Da Barbieri a Rocco, i maestri italiani – Se a Rappan bisogna darne atto di una scelta tattica che rivoluzionò il calcio, è ai tecnici italiani però che si deve rendere onore nel riuscire anche a vincere grazie a quella tipologia di gioco. Da Ottavio Barbieri che nel '44 sorprende tutti con il suo Spezia vincendo il campionato d'Alta Italia sul Torino di Valentino Mazzola a "Gipo" Giani che con la sua Salernitana scala la classifica della serie B nel '47 conquistando la massima serie. Fino ad Alfredo Foni che vince grazie al ‘Catenaccio' lo scudetto con l'Inter nel '48, per arrivare al massimo esponente del ‘gioco al'italiana' universalmente riconosciuto, Nereo Rocco che prima con la Triestina e poi con il Padova sorprende platee e addetti ai lavori con schemi che ancor oggi si studiano, tra l'1-3-3-3 e l'1-4-4-1. Fino a vincere in Italia, in Europa e nel Mondo negli anni sessanta alla guida del Milan.
L'evoluzione tra il Trap e Bearzot – Sempre di marca italiana – e vincente – il ‘catenaccio' trovò la sua fortuna anche negli anni 60 quando in Europa si iniziava a parlare di "fluidificanti", "ala tattica" e "ala tornante", e il nostro calcio non abbandonò la mentalità ‘difensiva' nemmeno negli anni '70 e '80 quando la marcatura a uomo si stava trasformando in marcatura a zona.

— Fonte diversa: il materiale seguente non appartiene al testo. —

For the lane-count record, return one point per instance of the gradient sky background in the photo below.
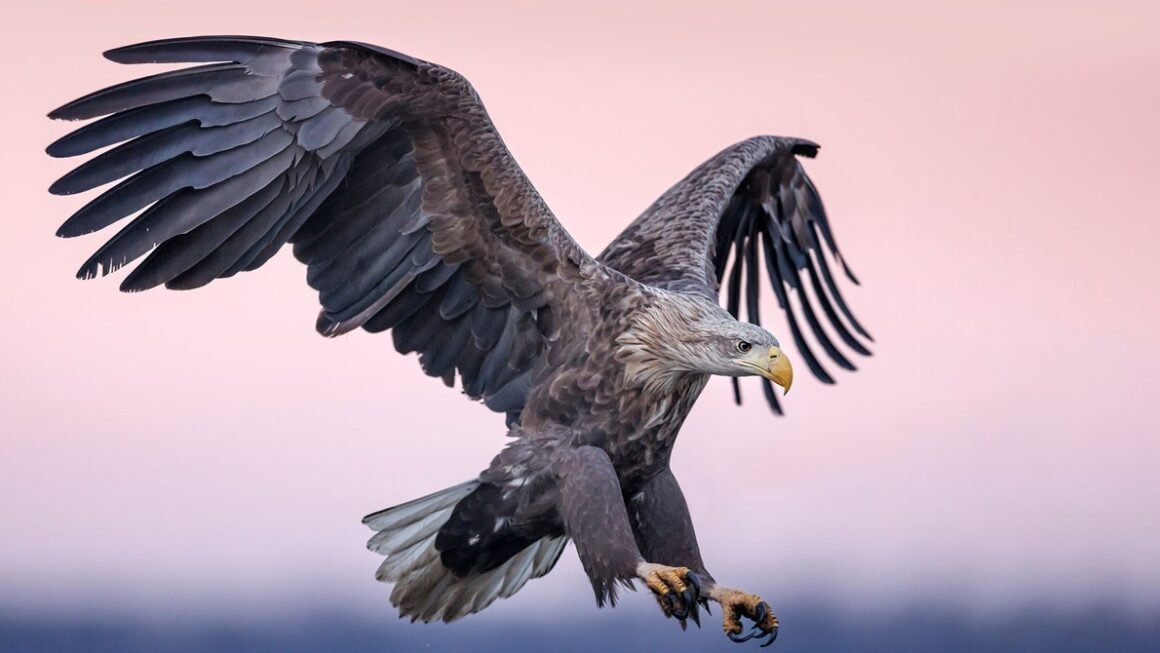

Basti pensare alla Juve di Trapattoni e all'Italia di Bearzot e Vicini, tutte massime esponenti dell'ultima evoluzione del ‘catenaccio', cioè la ‘zona mista'.
Il catenaccio vincente nel Terzo Millennio – Nell'epoca moderna, in un calcio votato al bel gioco, allo spettacolo e alla cura della ‘fase offensiva', il "catenaccio" è scomparso e chi lo attua spesso è tacciato di difensivismo e incapacità tattica. Eppure viene spesso attuato all'occorrenza, soprattutto quando il fine può giustificare un mezzo così discusso. Come accadde agli Europei del 2004 quando trionfò la Grecia che propose propio questa scelta – vincente – di gioco. E come accade spesso e volentieri a Josè Mourinho in Coppa. Già nel 2010 contro il Barcellona, il portoghese alla guida dell'Inter gicò la non-partita perfetta contro i marziani catalani di Guardiola, conquistando a Madrid la Champions contro il Bayern. E ancora lo Special One ha tirato fuori dal cilindro il caro vecchio ‘catenaccio' nella sfida di martedì contro l'Atletico. E come è riuscito ad esaltarlo anche Carletto Ancelotti contro il Bayern, con un Real che ha rinunciato a fare la partita innalzando un muro davanti a Casillas e pungendo in contropiede, in un gioco di rimessa e ripartenze.